Peu à peu la vision se précise et s’impose : des personnages sortent de l’ombre, les animaux de leurs tanières, les arbres poussent, le ciel et la terre découvrent leur vie cachée. Difficilement les couleurs s’imposent, les formes se dessinent et surtout tout ce que je peux interpréter, va comme à une source, ou en vient. Ce n’est pas moi qui peins, c’est ma main et elle fait naître quelque chose qui préexistait peut-être. La toile ne serait pas blanche, le tableau invisible que je dois comprendre et faire exister, l’angoisse de ne pas se tromper apporte des torrents de souffrances et de jubilation.
Regarder le tableau 24 heures sur 24 (ou presque).

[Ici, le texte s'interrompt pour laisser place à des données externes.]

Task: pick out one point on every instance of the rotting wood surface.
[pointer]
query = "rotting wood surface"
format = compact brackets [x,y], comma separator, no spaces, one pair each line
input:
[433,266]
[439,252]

Des choses changent, des éléments se poussent, trouvent d’autres couleurs, d’autres formes, la peau de sable et ses empreintes donne lieu à maintes interprétations.
Avec le “savoir faire”, le “métier” qu’apportent les années il ne s’agit pas de recycler ses formes, ses couleurs mais de faire réagir sa personnalité, nous ne sommes pas démunis : rêves, lectures, voyages, informations, tout autour de nous nous nourris.
À ce stade là j’ai confiance, je sais que quelque chose va sortir et s’imposer au cœur même du travail de la peinture. Dans mes travaux toujours très pleins, sous le signe de la profusion, tout s’encastre. Mon ciel s’habite, ma terre pullule. C’est exactement comme ça que je vois la vie, avec des horizons lointains, mais aussi des génies tapis sous des brins d’herbe.
Lorsque la fin du travail s’approche, la tension monte, l’angoisse de la création mise à jour, nue, comme l’artiste qui a donné tout ce qu’il a pu. C’est la fin d’un combat, d’une quête, mais rien ne va plus, rien ne me plait plus. Il me faudra encore le regarder pendant le long séchage de l’huile pour le cerner et m’en détacher : il est fini.
Par la suite il me plait à nouveau, je m’y sens bien, je le retourne et les formes ne tombent pas. Plus tard, des années après, je le regarderai comme une entité. J’aurai tout oublié, je me demanderai même comment j’ai pu le faire et il m’arrivera de penser que je serais incapable de le refaire. L’œuvre est unique, c’est parfait, c’est normal, c’est le but.
« Le véritable artiste est celui qui est capable de construire une scène imaginaire dans un désert vide ». Salvador Dali (mon pas favori peintre).